European Commission prioritizes cybersecurity, GDPR compliance and free flow of data

On 13 September 2017, the European Commission presented its draft work program for the next sixteen months up to the end of 2018.  In addition to boosting jobs, growth and investments, the European Commission’s main priority is to improve and strengthen the Single Digital Market, where individuals as well as businesses can seamlessly access and exercise online activities under conditions of fair competition and a high level of consumer and personal data protection.  With that objective in mind, the European Commission plans to launch the following initiatives between now and the end of 2018:

  • A “cybersecurity package” with concrete measures to respond to the changed cyber threats landscape and increase cyber resilience, including: i) a proposed regulation transforming the current Agency for Network and Information Security (ENISA) into an EU Cybersecurity Agency and establishing a framework for EU cybersecurity certification schemes, ii) a toolkit to facilitate the transposition of the Network and Information Security (NIS) Directive into EU Member State law by 9 May 2018, iii) a blueprint for effective response in case of cyber attacks impacting several EU Member States, and iv) initiatives to boost research capacity and build cyber defense/hygiene.   In addition, on 13 September 2017 the European Commission and the High Representative of the EU for Foreign Affairs and Security Policy issued a joint communication reiterating the need for strong cybersecurity in the EU and suggesting measures to increase cyber resilience and create effective cyber deterrence.
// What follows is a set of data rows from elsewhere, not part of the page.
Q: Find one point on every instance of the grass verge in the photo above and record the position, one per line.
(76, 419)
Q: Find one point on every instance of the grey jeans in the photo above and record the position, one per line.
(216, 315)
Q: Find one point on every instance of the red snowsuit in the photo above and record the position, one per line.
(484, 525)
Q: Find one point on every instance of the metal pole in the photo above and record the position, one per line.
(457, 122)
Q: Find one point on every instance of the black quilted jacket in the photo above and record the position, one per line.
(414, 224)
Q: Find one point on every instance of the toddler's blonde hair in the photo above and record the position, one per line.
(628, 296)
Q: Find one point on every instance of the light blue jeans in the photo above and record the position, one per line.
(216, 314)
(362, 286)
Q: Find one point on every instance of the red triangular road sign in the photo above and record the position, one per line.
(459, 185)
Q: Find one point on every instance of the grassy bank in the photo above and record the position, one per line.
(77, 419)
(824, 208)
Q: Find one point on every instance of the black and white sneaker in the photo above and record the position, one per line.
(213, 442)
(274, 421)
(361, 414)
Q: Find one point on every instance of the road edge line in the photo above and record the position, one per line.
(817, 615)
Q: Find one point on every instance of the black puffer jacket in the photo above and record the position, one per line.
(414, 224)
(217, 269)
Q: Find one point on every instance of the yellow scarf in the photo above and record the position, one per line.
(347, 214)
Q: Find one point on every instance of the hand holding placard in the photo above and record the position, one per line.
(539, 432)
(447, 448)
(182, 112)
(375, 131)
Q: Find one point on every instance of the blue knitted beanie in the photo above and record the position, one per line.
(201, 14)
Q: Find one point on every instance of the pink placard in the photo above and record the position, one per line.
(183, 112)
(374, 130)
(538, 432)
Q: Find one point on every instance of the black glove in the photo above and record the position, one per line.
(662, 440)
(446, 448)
This package makes concrete a significant expansion of the EU’s role in cybersecurity.
  • A “data package” aimed at ensuring free flow of non-personal data within the EU. To that effect, the European Commission is proposing a regulation setting out a new legal framework that focuses on data flows within the EU that are not regulated by the General Data Protection Regulation (GDPR).  A key feature of this framework is that it will ban data localization requirements at EU Member State level, unless they are justified based on the grounds of public security.
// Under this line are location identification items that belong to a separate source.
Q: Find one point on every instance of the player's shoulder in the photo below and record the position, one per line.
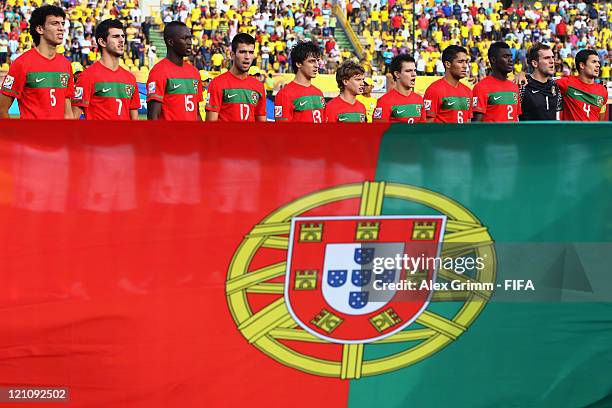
(24, 59)
(127, 74)
(158, 68)
(435, 85)
(389, 95)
  • GDPR guidance to help citizens, businesses and public administrations comply with the EU’s new data protection rules as of 25 May 2018.  The European Commission intends to prepare this guidance in close consultation with the Article 29 Working Party and the European Data Protection Board (once it is established). The guidance will presumably supplement the GDPR guidance documents and guidelines that have already been issued by the Article 29 Working Party as well as data protection authorities at EU Member State level.
  • Initiatives that will stimulate a fair, predictable, sustainable and trusted business environment for online platforms, and that address the challenges which online platforms face around the spreading of fake information.
  • The swift adoption of all 14 EU legislative proposals aimed at completing the Digital Single Market, including the telecoms package, the copyright package, and the e-Privacy Regulation.
  • The revision of the European Commission’s guidelines on market analysis and the assessment of significant market power in the electronic communication sector.

According to the European Commission, these initiatives will foster the confidence of EU citizens, which is critical to the success of the (connected) Digital Single Market.  Many businesses, however, may view these initiatives as raising potential additional hurdles for companies trying to do business in the EU.  The practical effects, burdens or benefits of each of these initiatives will have to be considered as each initiative materializes in the coming months.